Friday, April 20, 2012

Right place at the wrong time

Bugger. The kids had dental appointments this morning so by the time I got to parliament it was 11am. The 'Closed to the Public ' sign was out and there were people milling about outside the room. I waited, thinking it was a repeat of yesterday when the room was cleared of the public for around 40 minutes. After about 15 minutes the doors were opened and those outside invited in. I trailed in after  seven or eight other bods and sat down in the back row. The chair starts to speak saying that all the oral submissions had been heard, and the committee would be moving on....Typically I stopped listening, thinking about the implications of the oral submissions being finished. Perhaps they were going to look at written submissions, I don't know. But it quickly became evident that they were onto committee business and it became uncomfortably obvious that I was persona non gratis, a member of the public. Oooops. I was hurriedly ushered out. So no report from me today. I mentioned to the person firmly guiding me out that the parliamentary website details had indicated the hearings were open to the public from 10 - 4 on both days, and that I hadn't been there before 11, so didn't know the submissions had finished. She said they had changed the website details. When I check now there are no details at all.

But here's the thing. They scheduled two days and only needed one and a bit. So the rapidity of the process opposition member and submitters were vociferously complaining about had an effect.  Apparently the Green MP moved that the submission period should be re-opened and extended but was outvoted by one vote.

Here's a report regarding the  submitters I missed:

Proposed new welfare laws run the risk of discrimination, a parliamentary committee has been told. The Human Rights Commission says there's insufficient evidence to justify imposing compulsory budget management on young beneficiaries.

Under the Social Security (Youth Support and Work Focus) Bill benefit payments can be made through cards that can only be used for accommodation and food, with a small cash-in-hand allowance.

Chief Human Rights Commissioner David Rutherford told the social services select committee on Friday "the evil of discrimination" had to be avoided unless it could be justified and he didn't think in this case that it was.

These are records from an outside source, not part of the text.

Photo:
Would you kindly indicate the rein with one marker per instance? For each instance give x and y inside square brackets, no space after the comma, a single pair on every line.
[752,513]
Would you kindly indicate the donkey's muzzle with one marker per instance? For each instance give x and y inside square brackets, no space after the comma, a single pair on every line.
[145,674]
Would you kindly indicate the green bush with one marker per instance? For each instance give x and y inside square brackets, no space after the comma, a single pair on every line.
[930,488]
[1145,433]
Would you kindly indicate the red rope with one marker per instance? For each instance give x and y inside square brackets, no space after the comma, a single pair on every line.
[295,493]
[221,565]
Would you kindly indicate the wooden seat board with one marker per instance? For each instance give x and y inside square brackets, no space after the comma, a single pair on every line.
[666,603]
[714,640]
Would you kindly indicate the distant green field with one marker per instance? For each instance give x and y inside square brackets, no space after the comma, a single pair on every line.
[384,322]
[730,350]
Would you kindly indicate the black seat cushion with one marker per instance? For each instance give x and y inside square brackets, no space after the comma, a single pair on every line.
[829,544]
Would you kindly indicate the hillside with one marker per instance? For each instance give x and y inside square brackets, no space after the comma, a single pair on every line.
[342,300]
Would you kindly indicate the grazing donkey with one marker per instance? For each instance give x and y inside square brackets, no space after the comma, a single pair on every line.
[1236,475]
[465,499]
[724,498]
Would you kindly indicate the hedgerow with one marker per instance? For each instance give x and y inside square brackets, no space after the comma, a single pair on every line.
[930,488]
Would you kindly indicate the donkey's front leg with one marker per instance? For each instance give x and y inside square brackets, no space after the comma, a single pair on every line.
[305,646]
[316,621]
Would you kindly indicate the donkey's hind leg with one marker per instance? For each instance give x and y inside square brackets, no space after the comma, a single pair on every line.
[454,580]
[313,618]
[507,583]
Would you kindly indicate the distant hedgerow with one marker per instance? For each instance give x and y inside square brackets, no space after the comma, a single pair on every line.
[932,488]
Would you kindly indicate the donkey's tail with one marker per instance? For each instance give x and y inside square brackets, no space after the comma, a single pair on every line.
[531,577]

Deputy Children's Commissioner Jo Cribb said in her submission there must be monitoring to assess the impact of the proposed new welfare regime on young mothers and children.
The bill delivers payments for childcare while it imposes new work obligations on sole parents.

Ms Cribb said it was essential for childcare to be high quality and accessible - particularly for young mothers in remote areas.

  Seems to me that laws discriminate against young people canstantly. I don't have to list the ways. As regards young mothers in "remote areas", the Jobs Op policy Labour ran which made unemployed people ineligible for the dole if they moved to areas where there were no jobs should apply to anyone being work-tested.